Criado oficialmente em 1975, o Jardim Social logo se transformou em um projeto urbanístico de sucesso. Durante mais de 40 anos, o bairro se destacou por ser um “oásis” próximo do centro de Curitiba, principalmente em termos de segurança, arborização, residências com amplos jardins e ruas livres do trânsito intenso da grande cidade. Mas, agora, os moradores desse pedaço nobre da cidade estão preocupados com mudanças que possam alterar as regras de ocupação do bairro – a proposta de revisão da Lei de Zoneamento está em análise na Câmara dos Vereadores.

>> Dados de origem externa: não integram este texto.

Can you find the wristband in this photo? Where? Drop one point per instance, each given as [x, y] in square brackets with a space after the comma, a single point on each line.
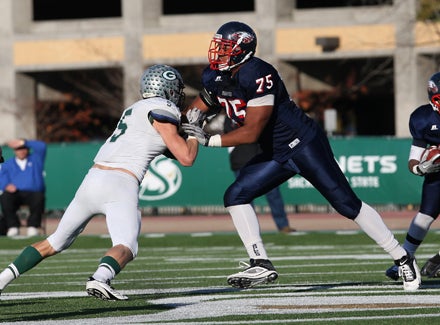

Lideranças da comunidade dizem que a desconfiança cresceu depois que, em 2000, uma parte do bairro que era ZR1 – a qual só permite uma residência por terreno – e mais recentemente uma outra parte, próxima à Linha Verde, foram alteradas. “Uma parte do Jardim Social passou para ZR3 e agora nós estamos preocupados com a possibilidade de mudarem também a outra parte do bairro. Nós já fizemos uma série de reuniões em que pedimos às autoridades e aos vereadores para que o Jardim Social fique como está, como ZR1. Não queremos perder mais espaço, não queremos mudanças que possam tirar qualidade de vida do nosso bairro”, diz Alda Hack, presidente da associação dos moradores.

Moradora do Jardim Social há 38 anos – ela e o marido se mudaram para lá ainda jovens, em 1981 –, Alda diz que defender o Jardim Social como área de residência com uma casa apenas por terreno não é exclusivamente em benefício dos moradores, mas de toda a cidade. “Muita gente fala em adensar algumas regiões de Curitiba, mas nós queremos preservar o Jardim Social. A cidade não pode ser uma selva de concreto. A preservação é tudo para a grande maioria das pessoas que vive aqui”, diz.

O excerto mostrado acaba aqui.